Farbrace chose not to read too much into Sri Lanka’s loss to West Indies in the final of the ICC World T20 final in Colombo in 2012, or their more recent defeat in a warm-up match ahead of this tournament. “The simple fact is that was then and this is now. In the practice match, we left two of our main bowlers out on purpose. We gave other people an opportunity. The last game will have no bearing whatsoever,” he said. “T20 is about whoever turns up on that particular day. Form goes out of the window. It’s about making sure we’re ready and focused. What happened two years ago won’t even be talked about, I can assure you.”

Sri Lanka will need to make a quick adjustment to the drier, more abrasive surface in Mirpur, having played its Super 10 matches on the skiddy Chittagong pitch, save for the last game against New Zealand.
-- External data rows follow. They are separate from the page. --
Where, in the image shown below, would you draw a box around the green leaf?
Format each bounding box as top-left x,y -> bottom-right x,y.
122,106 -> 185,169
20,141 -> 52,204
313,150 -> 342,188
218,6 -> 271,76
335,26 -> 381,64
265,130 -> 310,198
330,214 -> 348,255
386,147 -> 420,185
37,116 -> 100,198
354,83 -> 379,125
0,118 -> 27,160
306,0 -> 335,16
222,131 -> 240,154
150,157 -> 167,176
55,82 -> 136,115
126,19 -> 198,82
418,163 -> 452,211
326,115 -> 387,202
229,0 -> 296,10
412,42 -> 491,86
On a track that Brendon McCullum described as under-prepared, Rangana Herath spun a sticky web around the batsmen, ending with dream figures of 3.3-2-3-5. “I’m not sure Rangana will ever find a wicket more helpful than the one he found in Chittagong the other evening. We’ve all talked about the fact that wickets have become slower over the course of the competition. But the tough thing for us in Chittagong was that the wickets got slower and drier and the outfield got wetter and wetter,” said Farbrace. “We’ve spent a little bit of time playing here in the last few months. We know coming here that the wickets will turn. But again, it’s about making sure you get the right pace. It’s not about getting the ball to the other end. You’ve got to bowl the right pace and that’s what Herath did so well against New Zealand in Chittagong. He bowled a fantastic pace and that’s the key. It will spin and we’ve got enough good spinners in our side to bowl well on it.”

The other aspect that Farbrace was keen to take care of, was allowing his players to express themselves freely, not being too tied down by preconceived plans. “You can have the best plans – I’m sure Pakistan had a brilliant plan for the game against West Indies – but things can happen very quickly. Once you lose a couple of wickets early in the innings, (the) teams that take it on and continue to be brave are the ones that win games,” he said. “The teams that stutter – you waste three or four overs trying to get back into the game – the game’s gone then. That’s the key thing. That’s the one thing we have with our side – a lot of confidence. We let them go and play the game. We don’t spend hours and hours breaking the game down. Our plans are very simple and that’s key in this game. You allow players to make decisions throughout the course of the game. If your plans are too rigid, you can actually stop people performing.”